The order cited a 2023 letter to Oklahoma's Pardon and Parole Board about Glossip's situation. That letter acknowledged that the record does not support his guilt of first-degree murder beyond a reasonable doubt.

Van Treese owned the Oklahoma City motel where Glossip worked at the time of his death. He died after being bludgeoned with a baseball bat, court filings show.

Justin Sneed confessed to physically carrying out the killing but claimed Glossip paid him to do it. Sneed received a life prison sentence and served as a crucial prosecution witness during Glossip's capital murder trial. The validity of his testimony came under question in 2022 after Oklahoma found evidence that prosecutors knew of his mental illness but did not disclose it in court.

That issue formed the basis of a Supreme Court case. The court ruled that the prosecution's failure to correct Sneed's testimony violated Glossip's constitutional right to due process and ordered a new trial in February 2025.

Oklahoma Attorney General Gentner Drummond said in June that the state plans to retry Glossip for Van Treese's death. His office will not drop the first-degree murder charge but intends to seek life imprisonment instead of the death penalty.

Glossip was convicted twice of capital murder. He has maintained his innocence throughout his time on Oklahoma's death row, where he avoided execution three times. Nine execution dates were set for him in total. In one case, correctional officers had strapped him to a gurney and started preparing a lethal injection before calling it off.

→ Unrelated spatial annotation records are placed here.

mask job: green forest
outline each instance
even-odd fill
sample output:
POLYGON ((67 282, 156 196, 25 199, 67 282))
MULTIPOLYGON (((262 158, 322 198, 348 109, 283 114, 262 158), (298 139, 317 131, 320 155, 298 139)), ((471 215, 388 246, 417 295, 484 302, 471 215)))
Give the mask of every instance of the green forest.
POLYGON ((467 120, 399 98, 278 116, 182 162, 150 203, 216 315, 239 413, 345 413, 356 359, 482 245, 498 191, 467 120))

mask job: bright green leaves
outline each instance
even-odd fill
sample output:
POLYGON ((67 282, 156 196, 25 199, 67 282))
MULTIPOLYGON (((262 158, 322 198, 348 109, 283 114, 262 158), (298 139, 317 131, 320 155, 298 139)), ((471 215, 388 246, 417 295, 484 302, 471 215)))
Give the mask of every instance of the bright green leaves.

"Mr. Glossip now has the chance to taste freedom while his defense team continues to pursue justice on his behalf against a system that the United States Supreme Court has found to be guilty of serious misconduct by state prosecutors," Glossip's attorney Donald Knight said in a statement to The Associated Press on Thursday.

Glossip's wife told AP in a text that the couple were grateful for the court's decision. "We have been praying for this day," she said.